A Baltimore County charter school designed to get children outside into an environment of streams, woods and fields is expected to open next fall in Woodlawn, despite initial difficulties in gaining county school board approval.

The two founders — both parents with children who would attend the school — visualize students exploring a campus with an orchard, gardens and a chicken coop, as well as natural spaces. The school is part of a nature-based movement in education that places emphasis on the notion that children shouldn’t spend their days on a computer or stuck inside.

The school would be Baltimore County’s only current charter school, and only the second to gain approval in the years since Maryland passed a law in 2003 allowing charter schools. Unlike the city, where there are 34 charter schools that have proliferated over the past two decades, Baltimore County’s school board and administration have received few such applications to consider.

The school board initially denied Watershed a charter on May 8, but that decision was reversed Sept. 25 by the Maryland State School Board after an appeal by Watershed.

Watershed’s founders, Jessie Lehson and Casey McDonough, said the the school intends to sign a lease to use a former Catholic school, John Paul Regional on Dogwood Road in Windsor Mill. The school, closed by the Baltimore Archdiocese in 2017, includes 10 acres of woods, fields and a stream, as well as 33,000 square feet of building space, which is enough for an elementary school.

Lehson said the school will open in the fall of 2019 with 176 students in kindergarten through third grade, and continue to add a grade each year until it is an elementary/middle school. The school is already accepting applications on its website. If there are more applicants than seats, the school will hold a lottery, as is common with charters across the state.

Charter schools are privately run, publicly funded schools. Unlike standard public schools, Watershed will be open to all students in the county, regardless of where they live. Parents will be responsible for transporting their children to school, although Lehson hopes the school can arrange carpools for families who live on the other side of the county.

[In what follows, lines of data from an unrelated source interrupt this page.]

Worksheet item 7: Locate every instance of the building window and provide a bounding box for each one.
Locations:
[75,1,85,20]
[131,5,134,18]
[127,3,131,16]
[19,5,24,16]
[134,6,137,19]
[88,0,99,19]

Centering the school in Woodlawn, Lehson said, allows it to pull from a range of students, including the overcrowded elementary schools of Featherbed and Johnnycake, as well as families around the county who would like a different type of school. The school system does not believe the new school will have enough seats to reduce the overcrowding in the area, according to Brandon Oland, a sytsem spokesman.

Each grade will have two classes of 22 students, who will use a curriculum being written by the school’s founders.

Watershed currently has a provisional charter from Baltimore County Public Schools that allows the founders to begin the process of opening a school, contingent on the school system approving the facility.

The two sides have until Jan. 19 to sign an agreement that gives the school a permanent charter to operate, but there are still hurdles the school must clear to open.

Oland said school officials have toured the new facility but must ensure that it meets minimum criteria.

“We continue to work with Watershed as to whether the facility will be suitable for instruction. That is a work in progress,” he said.

The school’s funding — now estimated by the county at $11,374 per pupil — will come from the school system’s budget and is still being finalized. The amount will vary depending on the school budget and whether the school asks the county to provide certain services, such lunches, to its students. Watershed’s principal and teachers must meet the same standards as their counterparts in other public schools. The teachers will be Baltimore County public school teachers, and part of the union.

The school system “is going to work together with the charter school founders every step of the way,” Oland said. “The administrator hires will come from the pool of administrator candidates available at the time the opening is filled.”

A candidate who isn’t an employee of the school system can apply for the job, he said.

Watershed’s founders hope to attract families who are eager to have their children take part in a more hands-on, experiential curriculum that tries to meld different disciplines in lessons.

In founding Watershed, Lehson and McDonough wanted options not found in the public schools for their children. Watershed Public Charter is part of a growing number of schools around the country trying to give students more outdoor experiences.

Katie Rooney, director of early childhood education at the Irvine Nature Center in Owings Mills, was excited to hear the school might open because Irvine’s pre-school has a similar philosophy.

“There is a growing movement not only in our own country but internationally to get kids back outside. Birth to high school, there are more and more nature-based schools opening up across the country,” Rooney said.

In addition, more public schools are creating green spaces that can be used during the school day.

The movement comes, Rooney said, after concern that recent generations of children have not experienced the long days of playing outside in the neighborhood that used to be so common. Young children are now more focused on academics earlier, stay inside more and have learned less through pure play. They also live in worlds saturated with technology, she said.

“Children need to think creatively as well as to have an opportunity to come up with their own ideas on play,” Rooney said. The natural environment abounds in items such as sticks, stones, feathers, mud and water that children can use to think creatively. A stick can be a magical wand or a conductor’s baton. Stones can be used to learn to count.

That doesn’t mean that children will spend all day outside. Instead, Lehson said, teachers will take advantage of the outdoor spaces whenever they are able to make it work.

“Younger children sitting inside at a desk all day is not developmentally appropriate,” said Lehson. “You can learn about counting by actually counting something. You don’t have to do worksheets.”